Background: Aurora-A, Aurora-B and Aurora-C, members of serine/threonine kinase family, play an important role in mitosis. They are essential for spindle assembly, centrosome maturation, chromosomal segregation and cytokinesis during mitosis. Abnormalities in the mitotic process as a result of overexpression/amplification of Aurora kinase have been linked to genomic instability leading to tumorigenesis. Hence, the use of Aurora kinase small-molecule inhibitors as a potential molecular-targeted therapeutic intervention for cancer is being pursued.

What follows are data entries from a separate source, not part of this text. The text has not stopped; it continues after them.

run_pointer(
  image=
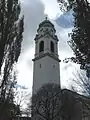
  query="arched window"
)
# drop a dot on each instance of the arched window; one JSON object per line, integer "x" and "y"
{"x": 52, "y": 46}
{"x": 41, "y": 46}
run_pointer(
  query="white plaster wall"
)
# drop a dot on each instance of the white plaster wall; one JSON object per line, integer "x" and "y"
{"x": 47, "y": 73}
{"x": 47, "y": 42}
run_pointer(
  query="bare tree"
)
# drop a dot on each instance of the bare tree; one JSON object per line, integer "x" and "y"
{"x": 46, "y": 103}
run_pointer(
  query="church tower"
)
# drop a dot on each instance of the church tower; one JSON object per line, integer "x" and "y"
{"x": 46, "y": 60}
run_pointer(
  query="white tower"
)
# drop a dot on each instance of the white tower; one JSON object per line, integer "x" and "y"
{"x": 46, "y": 61}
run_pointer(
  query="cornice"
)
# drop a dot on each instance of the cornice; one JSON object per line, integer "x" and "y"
{"x": 47, "y": 33}
{"x": 46, "y": 54}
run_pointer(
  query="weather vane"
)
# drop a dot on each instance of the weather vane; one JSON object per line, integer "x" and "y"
{"x": 46, "y": 17}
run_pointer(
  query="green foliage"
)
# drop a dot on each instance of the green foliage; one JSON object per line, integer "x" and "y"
{"x": 80, "y": 37}
{"x": 11, "y": 36}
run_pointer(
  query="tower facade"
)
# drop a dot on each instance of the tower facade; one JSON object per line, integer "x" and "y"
{"x": 46, "y": 60}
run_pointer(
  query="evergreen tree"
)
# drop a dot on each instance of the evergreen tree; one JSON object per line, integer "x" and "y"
{"x": 80, "y": 36}
{"x": 11, "y": 36}
{"x": 11, "y": 28}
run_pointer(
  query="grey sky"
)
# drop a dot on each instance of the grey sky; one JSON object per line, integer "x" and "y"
{"x": 34, "y": 12}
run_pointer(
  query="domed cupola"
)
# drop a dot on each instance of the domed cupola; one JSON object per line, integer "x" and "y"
{"x": 46, "y": 40}
{"x": 46, "y": 28}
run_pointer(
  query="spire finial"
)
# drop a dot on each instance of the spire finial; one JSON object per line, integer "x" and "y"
{"x": 46, "y": 17}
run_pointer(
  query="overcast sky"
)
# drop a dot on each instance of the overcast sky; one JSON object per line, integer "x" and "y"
{"x": 35, "y": 12}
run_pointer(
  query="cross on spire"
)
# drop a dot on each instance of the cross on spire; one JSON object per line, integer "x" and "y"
{"x": 46, "y": 17}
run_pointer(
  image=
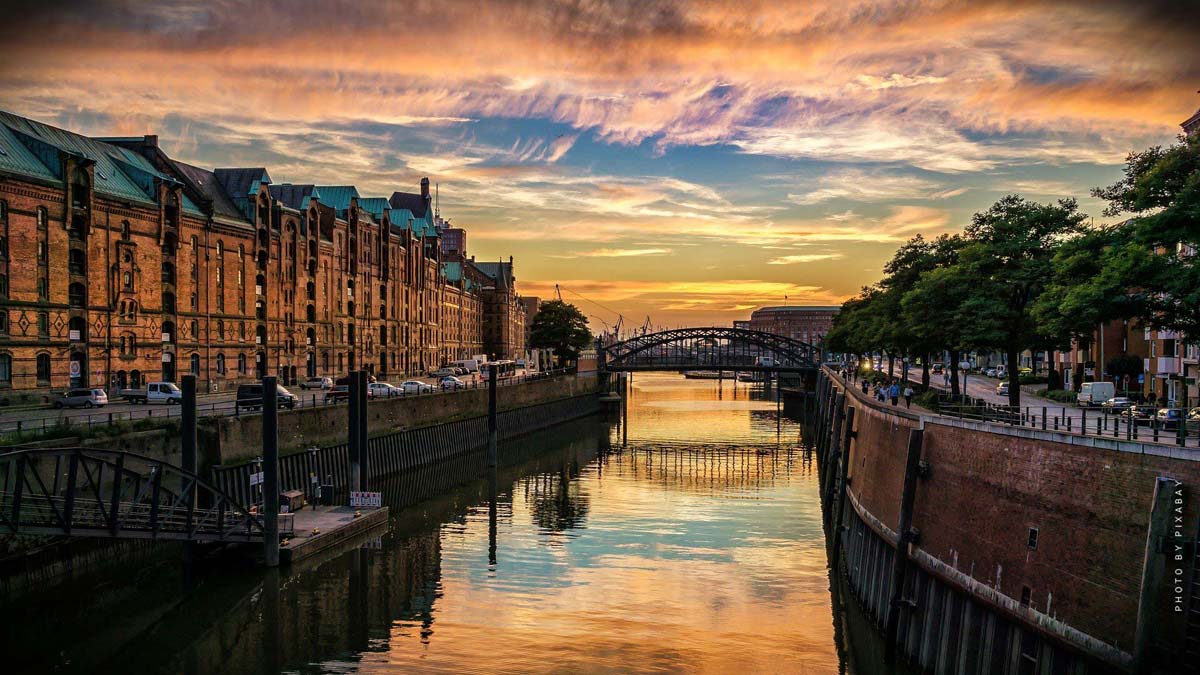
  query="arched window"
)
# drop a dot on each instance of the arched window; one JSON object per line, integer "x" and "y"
{"x": 43, "y": 368}
{"x": 77, "y": 294}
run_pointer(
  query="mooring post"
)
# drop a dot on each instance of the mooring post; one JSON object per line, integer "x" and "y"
{"x": 354, "y": 443}
{"x": 270, "y": 472}
{"x": 1153, "y": 567}
{"x": 364, "y": 438}
{"x": 837, "y": 446}
{"x": 187, "y": 463}
{"x": 840, "y": 487}
{"x": 900, "y": 562}
{"x": 491, "y": 414}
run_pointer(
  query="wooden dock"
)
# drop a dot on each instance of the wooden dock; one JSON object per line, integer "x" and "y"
{"x": 324, "y": 527}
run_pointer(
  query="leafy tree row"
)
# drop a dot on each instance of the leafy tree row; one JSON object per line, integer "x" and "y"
{"x": 1025, "y": 275}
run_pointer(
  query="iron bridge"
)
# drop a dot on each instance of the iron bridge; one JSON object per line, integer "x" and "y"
{"x": 711, "y": 348}
{"x": 95, "y": 493}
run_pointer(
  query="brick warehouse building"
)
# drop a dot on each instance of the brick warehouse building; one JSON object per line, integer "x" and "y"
{"x": 172, "y": 268}
{"x": 804, "y": 323}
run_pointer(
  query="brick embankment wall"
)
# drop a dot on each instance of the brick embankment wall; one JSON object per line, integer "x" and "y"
{"x": 977, "y": 575}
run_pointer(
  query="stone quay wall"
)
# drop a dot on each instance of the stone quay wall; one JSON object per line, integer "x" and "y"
{"x": 989, "y": 544}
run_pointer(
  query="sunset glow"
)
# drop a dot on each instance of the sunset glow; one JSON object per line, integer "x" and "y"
{"x": 689, "y": 161}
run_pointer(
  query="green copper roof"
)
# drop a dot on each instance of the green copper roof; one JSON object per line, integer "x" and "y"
{"x": 337, "y": 196}
{"x": 33, "y": 149}
{"x": 375, "y": 205}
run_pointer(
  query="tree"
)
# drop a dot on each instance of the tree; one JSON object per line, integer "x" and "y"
{"x": 1008, "y": 258}
{"x": 1150, "y": 268}
{"x": 934, "y": 306}
{"x": 561, "y": 327}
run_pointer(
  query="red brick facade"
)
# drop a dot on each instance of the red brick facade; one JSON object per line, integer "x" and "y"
{"x": 216, "y": 273}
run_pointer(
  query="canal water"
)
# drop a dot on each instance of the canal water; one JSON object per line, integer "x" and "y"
{"x": 687, "y": 537}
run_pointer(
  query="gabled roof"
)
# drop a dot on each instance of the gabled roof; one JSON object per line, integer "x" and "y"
{"x": 501, "y": 273}
{"x": 337, "y": 196}
{"x": 373, "y": 205}
{"x": 34, "y": 149}
{"x": 213, "y": 189}
{"x": 409, "y": 201}
{"x": 295, "y": 196}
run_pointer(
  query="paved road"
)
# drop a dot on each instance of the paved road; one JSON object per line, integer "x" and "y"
{"x": 208, "y": 405}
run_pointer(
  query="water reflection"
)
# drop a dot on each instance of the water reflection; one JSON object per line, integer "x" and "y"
{"x": 696, "y": 545}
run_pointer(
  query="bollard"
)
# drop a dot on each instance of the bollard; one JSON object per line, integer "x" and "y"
{"x": 352, "y": 419}
{"x": 491, "y": 414}
{"x": 270, "y": 473}
{"x": 364, "y": 440}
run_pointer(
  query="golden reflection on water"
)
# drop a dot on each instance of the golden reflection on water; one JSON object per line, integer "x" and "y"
{"x": 696, "y": 548}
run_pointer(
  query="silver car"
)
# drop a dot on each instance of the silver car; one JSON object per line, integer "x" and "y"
{"x": 82, "y": 399}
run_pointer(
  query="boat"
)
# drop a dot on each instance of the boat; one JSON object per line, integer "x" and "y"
{"x": 707, "y": 375}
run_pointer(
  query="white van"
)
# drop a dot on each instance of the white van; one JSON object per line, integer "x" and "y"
{"x": 1095, "y": 393}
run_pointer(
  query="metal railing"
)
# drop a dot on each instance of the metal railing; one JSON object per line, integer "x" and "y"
{"x": 40, "y": 426}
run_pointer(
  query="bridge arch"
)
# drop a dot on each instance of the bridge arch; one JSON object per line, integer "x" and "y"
{"x": 711, "y": 348}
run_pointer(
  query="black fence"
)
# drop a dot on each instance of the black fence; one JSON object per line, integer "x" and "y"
{"x": 67, "y": 420}
{"x": 400, "y": 451}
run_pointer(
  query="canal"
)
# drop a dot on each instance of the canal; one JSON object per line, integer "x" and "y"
{"x": 690, "y": 539}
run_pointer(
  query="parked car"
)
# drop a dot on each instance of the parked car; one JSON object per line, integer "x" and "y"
{"x": 1116, "y": 404}
{"x": 317, "y": 383}
{"x": 1169, "y": 418}
{"x": 1139, "y": 414}
{"x": 1095, "y": 393}
{"x": 415, "y": 387}
{"x": 383, "y": 390}
{"x": 154, "y": 393}
{"x": 250, "y": 396}
{"x": 451, "y": 382}
{"x": 82, "y": 399}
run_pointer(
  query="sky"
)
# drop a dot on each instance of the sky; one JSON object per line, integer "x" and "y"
{"x": 679, "y": 161}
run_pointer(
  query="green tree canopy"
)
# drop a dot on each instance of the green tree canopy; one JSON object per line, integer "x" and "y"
{"x": 1008, "y": 258}
{"x": 561, "y": 327}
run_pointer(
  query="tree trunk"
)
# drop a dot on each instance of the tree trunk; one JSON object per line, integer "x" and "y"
{"x": 954, "y": 374}
{"x": 1014, "y": 380}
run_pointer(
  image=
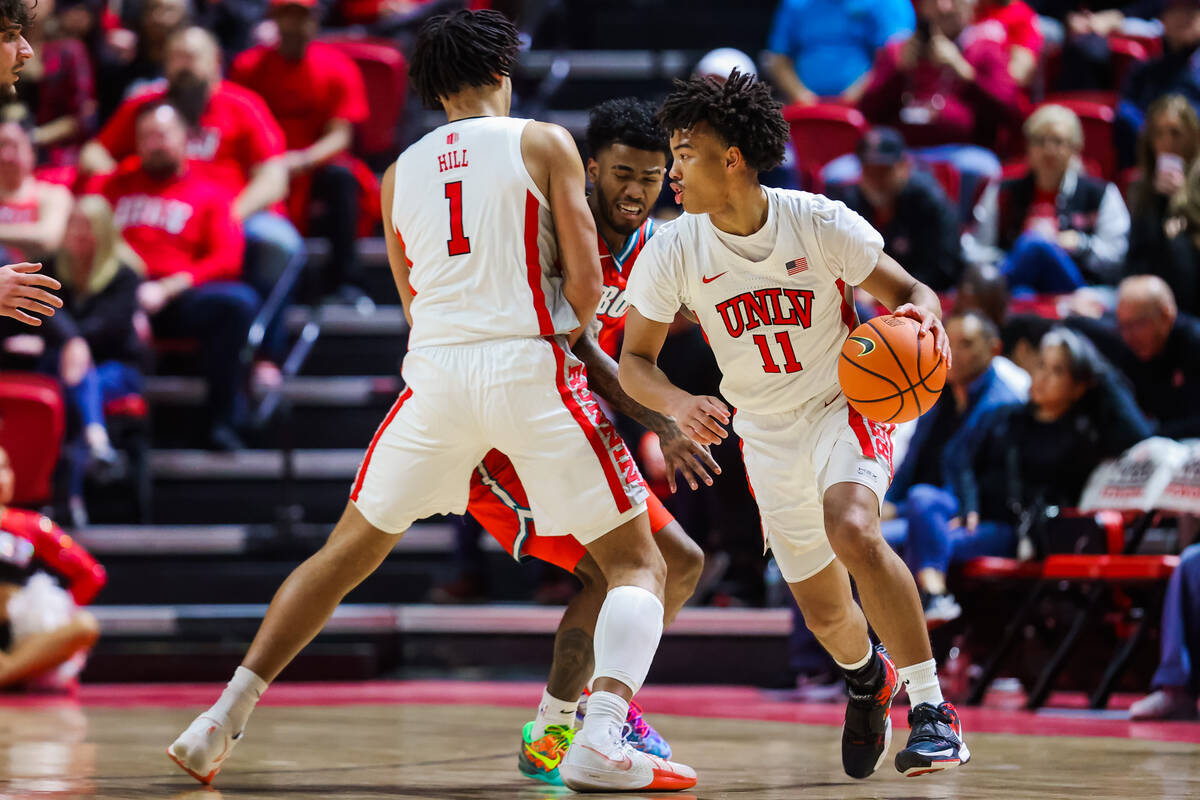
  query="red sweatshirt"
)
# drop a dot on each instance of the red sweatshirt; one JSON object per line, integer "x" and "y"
{"x": 25, "y": 535}
{"x": 180, "y": 224}
{"x": 941, "y": 107}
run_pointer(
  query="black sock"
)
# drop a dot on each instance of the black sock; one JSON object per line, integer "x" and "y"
{"x": 868, "y": 678}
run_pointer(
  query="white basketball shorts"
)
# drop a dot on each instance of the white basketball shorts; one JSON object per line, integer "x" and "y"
{"x": 526, "y": 397}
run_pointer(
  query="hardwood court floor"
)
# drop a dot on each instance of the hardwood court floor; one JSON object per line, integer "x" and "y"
{"x": 375, "y": 746}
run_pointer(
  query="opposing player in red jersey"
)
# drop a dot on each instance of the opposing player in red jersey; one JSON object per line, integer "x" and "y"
{"x": 627, "y": 168}
{"x": 493, "y": 252}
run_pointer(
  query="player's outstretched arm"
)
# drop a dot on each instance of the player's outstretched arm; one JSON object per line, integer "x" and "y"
{"x": 555, "y": 164}
{"x": 678, "y": 450}
{"x": 396, "y": 257}
{"x": 24, "y": 294}
{"x": 701, "y": 417}
{"x": 906, "y": 296}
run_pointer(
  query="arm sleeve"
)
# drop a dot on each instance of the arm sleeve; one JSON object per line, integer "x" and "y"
{"x": 847, "y": 242}
{"x": 66, "y": 557}
{"x": 655, "y": 286}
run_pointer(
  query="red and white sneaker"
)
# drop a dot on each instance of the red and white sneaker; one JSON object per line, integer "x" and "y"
{"x": 202, "y": 749}
{"x": 619, "y": 767}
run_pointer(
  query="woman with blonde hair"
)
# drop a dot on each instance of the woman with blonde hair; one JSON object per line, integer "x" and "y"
{"x": 101, "y": 355}
{"x": 1164, "y": 238}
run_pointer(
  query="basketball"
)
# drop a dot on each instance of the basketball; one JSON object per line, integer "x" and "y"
{"x": 888, "y": 373}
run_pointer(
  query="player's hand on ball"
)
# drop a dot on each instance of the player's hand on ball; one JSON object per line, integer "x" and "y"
{"x": 691, "y": 459}
{"x": 702, "y": 419}
{"x": 929, "y": 324}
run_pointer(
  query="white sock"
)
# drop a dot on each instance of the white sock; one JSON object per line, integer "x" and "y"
{"x": 605, "y": 720}
{"x": 922, "y": 683}
{"x": 238, "y": 699}
{"x": 553, "y": 711}
{"x": 628, "y": 632}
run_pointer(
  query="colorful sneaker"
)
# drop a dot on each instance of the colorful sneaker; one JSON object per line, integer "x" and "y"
{"x": 539, "y": 758}
{"x": 642, "y": 735}
{"x": 935, "y": 741}
{"x": 867, "y": 733}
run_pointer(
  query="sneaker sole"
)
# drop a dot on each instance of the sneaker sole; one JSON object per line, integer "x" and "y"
{"x": 203, "y": 779}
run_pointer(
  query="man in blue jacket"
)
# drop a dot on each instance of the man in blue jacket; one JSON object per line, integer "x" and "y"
{"x": 922, "y": 488}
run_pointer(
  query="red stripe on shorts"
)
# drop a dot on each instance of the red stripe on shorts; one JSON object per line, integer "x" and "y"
{"x": 589, "y": 429}
{"x": 533, "y": 266}
{"x": 366, "y": 459}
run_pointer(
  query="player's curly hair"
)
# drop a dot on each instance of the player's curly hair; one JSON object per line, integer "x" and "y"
{"x": 741, "y": 110}
{"x": 629, "y": 121}
{"x": 461, "y": 49}
{"x": 15, "y": 12}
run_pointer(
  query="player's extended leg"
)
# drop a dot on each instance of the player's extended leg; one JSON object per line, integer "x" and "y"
{"x": 892, "y": 605}
{"x": 627, "y": 635}
{"x": 298, "y": 612}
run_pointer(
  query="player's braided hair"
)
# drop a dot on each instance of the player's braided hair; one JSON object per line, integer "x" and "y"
{"x": 629, "y": 121}
{"x": 459, "y": 50}
{"x": 15, "y": 12}
{"x": 741, "y": 110}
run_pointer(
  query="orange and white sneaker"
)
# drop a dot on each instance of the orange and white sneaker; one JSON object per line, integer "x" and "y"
{"x": 202, "y": 749}
{"x": 619, "y": 767}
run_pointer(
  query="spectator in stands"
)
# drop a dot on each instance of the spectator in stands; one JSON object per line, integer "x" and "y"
{"x": 1177, "y": 678}
{"x": 1027, "y": 456}
{"x": 33, "y": 212}
{"x": 317, "y": 95}
{"x": 101, "y": 355}
{"x": 825, "y": 48}
{"x": 1015, "y": 26}
{"x": 57, "y": 85}
{"x": 1175, "y": 72}
{"x": 1060, "y": 228}
{"x": 1165, "y": 200}
{"x": 1158, "y": 350}
{"x": 943, "y": 84}
{"x": 235, "y": 142}
{"x": 918, "y": 222}
{"x": 45, "y": 636}
{"x": 923, "y": 485}
{"x": 183, "y": 227}
{"x": 132, "y": 59}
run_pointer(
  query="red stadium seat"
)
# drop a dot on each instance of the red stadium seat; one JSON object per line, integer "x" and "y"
{"x": 821, "y": 133}
{"x": 31, "y": 426}
{"x": 385, "y": 76}
{"x": 1098, "y": 145}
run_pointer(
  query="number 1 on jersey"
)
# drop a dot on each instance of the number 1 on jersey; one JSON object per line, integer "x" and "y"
{"x": 785, "y": 344}
{"x": 457, "y": 244}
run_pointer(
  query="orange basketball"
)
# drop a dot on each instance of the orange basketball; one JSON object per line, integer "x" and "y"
{"x": 888, "y": 373}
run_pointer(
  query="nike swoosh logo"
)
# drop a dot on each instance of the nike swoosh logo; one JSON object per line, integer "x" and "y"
{"x": 623, "y": 765}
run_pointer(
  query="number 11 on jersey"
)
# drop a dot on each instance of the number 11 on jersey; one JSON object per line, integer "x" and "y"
{"x": 457, "y": 244}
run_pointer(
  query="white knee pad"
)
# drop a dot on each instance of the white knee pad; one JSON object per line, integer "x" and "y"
{"x": 628, "y": 632}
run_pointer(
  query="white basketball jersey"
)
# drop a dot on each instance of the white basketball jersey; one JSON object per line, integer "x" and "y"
{"x": 478, "y": 235}
{"x": 775, "y": 326}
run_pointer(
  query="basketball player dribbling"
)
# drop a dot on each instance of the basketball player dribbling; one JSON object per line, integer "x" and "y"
{"x": 471, "y": 215}
{"x": 768, "y": 274}
{"x": 629, "y": 155}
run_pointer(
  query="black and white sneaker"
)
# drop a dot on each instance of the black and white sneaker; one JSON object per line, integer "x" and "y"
{"x": 935, "y": 741}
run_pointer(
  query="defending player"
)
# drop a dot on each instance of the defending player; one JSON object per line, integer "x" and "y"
{"x": 628, "y": 164}
{"x": 768, "y": 274}
{"x": 472, "y": 211}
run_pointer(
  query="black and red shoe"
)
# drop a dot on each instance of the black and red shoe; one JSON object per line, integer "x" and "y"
{"x": 867, "y": 734}
{"x": 935, "y": 743}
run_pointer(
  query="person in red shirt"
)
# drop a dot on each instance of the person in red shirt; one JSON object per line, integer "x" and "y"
{"x": 233, "y": 140}
{"x": 317, "y": 95}
{"x": 43, "y": 635}
{"x": 183, "y": 227}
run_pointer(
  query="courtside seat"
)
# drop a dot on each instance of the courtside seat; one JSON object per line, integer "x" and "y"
{"x": 821, "y": 133}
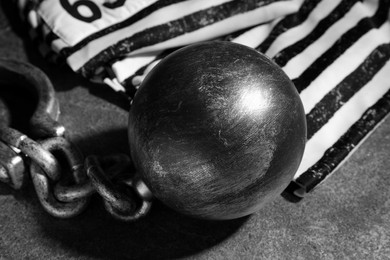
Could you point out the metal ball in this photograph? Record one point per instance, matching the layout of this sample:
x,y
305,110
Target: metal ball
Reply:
x,y
217,130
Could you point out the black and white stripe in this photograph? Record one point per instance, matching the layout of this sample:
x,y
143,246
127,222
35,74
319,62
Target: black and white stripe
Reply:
x,y
335,51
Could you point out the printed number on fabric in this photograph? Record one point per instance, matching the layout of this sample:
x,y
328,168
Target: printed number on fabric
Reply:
x,y
95,13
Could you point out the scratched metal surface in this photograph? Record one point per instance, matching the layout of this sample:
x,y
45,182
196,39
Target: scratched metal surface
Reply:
x,y
347,217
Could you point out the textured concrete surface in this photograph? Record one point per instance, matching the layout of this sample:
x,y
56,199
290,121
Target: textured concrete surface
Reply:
x,y
346,218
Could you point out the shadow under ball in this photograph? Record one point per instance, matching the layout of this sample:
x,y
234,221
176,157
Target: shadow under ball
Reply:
x,y
217,130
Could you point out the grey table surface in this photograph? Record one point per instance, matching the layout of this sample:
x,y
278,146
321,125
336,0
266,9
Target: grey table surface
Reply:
x,y
348,217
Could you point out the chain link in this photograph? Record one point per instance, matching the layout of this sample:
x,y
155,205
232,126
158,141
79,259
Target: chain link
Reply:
x,y
64,181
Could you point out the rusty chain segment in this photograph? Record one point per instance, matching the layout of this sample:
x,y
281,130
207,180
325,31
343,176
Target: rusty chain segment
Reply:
x,y
63,179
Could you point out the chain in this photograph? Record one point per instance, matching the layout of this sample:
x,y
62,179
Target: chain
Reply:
x,y
63,179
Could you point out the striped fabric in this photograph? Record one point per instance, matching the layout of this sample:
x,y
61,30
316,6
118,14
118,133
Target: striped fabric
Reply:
x,y
335,51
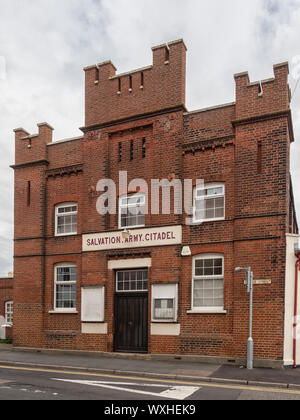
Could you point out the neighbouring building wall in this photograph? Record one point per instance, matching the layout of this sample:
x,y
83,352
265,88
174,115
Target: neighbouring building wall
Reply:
x,y
291,259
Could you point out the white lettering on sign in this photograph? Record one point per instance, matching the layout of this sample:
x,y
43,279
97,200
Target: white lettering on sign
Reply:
x,y
171,235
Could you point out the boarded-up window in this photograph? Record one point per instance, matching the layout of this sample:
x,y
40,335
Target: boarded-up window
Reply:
x,y
92,304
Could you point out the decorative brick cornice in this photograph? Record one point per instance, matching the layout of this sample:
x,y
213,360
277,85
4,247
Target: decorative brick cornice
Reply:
x,y
265,117
210,144
134,118
33,163
66,170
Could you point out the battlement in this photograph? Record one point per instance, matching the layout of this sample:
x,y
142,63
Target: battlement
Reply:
x,y
262,97
32,147
110,97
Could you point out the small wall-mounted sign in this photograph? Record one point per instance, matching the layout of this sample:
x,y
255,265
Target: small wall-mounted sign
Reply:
x,y
186,251
261,281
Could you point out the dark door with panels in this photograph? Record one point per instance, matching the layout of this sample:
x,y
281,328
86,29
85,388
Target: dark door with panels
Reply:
x,y
131,311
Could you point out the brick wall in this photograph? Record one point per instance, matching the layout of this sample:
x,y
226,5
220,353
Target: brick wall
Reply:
x,y
245,145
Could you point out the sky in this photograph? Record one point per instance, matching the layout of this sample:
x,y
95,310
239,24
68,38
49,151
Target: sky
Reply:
x,y
45,44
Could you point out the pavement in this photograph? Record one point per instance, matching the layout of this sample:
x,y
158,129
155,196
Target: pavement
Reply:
x,y
176,369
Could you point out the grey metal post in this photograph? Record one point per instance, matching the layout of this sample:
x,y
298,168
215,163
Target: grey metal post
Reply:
x,y
250,343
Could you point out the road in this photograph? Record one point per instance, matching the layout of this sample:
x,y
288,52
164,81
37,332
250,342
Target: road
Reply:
x,y
21,383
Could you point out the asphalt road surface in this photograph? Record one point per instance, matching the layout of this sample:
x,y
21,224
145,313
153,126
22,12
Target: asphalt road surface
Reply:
x,y
21,383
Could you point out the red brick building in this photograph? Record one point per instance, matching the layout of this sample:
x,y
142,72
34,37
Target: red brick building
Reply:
x,y
164,287
6,307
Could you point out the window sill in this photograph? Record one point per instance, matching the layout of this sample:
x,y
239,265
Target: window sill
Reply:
x,y
207,311
63,312
62,235
200,222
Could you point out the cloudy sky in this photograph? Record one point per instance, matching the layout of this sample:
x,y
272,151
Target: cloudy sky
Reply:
x,y
44,44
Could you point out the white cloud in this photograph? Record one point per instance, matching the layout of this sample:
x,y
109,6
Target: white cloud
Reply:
x,y
46,43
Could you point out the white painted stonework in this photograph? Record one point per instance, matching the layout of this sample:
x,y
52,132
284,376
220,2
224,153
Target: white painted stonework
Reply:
x,y
162,236
165,329
93,328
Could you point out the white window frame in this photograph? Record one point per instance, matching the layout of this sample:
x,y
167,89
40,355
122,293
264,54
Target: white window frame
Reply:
x,y
71,213
64,265
206,187
122,206
213,309
162,292
136,271
9,311
97,293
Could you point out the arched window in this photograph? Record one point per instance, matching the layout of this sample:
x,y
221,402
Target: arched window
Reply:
x,y
208,282
9,310
66,219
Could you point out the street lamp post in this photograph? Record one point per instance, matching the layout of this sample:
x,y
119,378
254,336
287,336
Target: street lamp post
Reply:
x,y
250,343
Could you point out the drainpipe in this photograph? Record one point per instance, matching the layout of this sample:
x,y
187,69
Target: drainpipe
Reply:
x,y
296,309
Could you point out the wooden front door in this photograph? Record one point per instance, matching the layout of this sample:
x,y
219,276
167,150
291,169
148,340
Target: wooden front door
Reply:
x,y
131,312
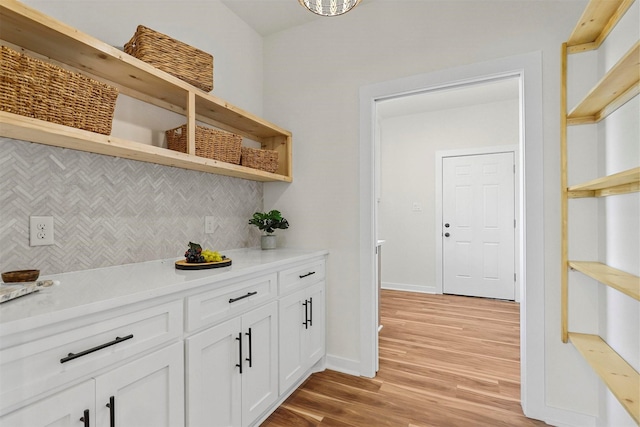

Objective: A number of reviews focus on the biology of Aurora kinase; a few focus on the medicinal chemistry aspect of Aurora kinase inhibitor development. Here, we review the medicinal chemistry aspect of Aurora kinase inhibitors, with a particular emphasis on the patent literature.
Method: The Scifinder and Delphion databases were used to search the literature for Aurora kinase inhibitors. Approximately 150 patents and 700 journal references are available, most of them published in the last 5 years. CONCLUSION/RESULTS: Analysis of the literature reveals three common strategies utilized by different groups in developing Aurora kinase inhibitors. These are discussed in detail and could be of use to medicinal chemists in laying out new strategies for developing novel Aurora kinase inhibitors.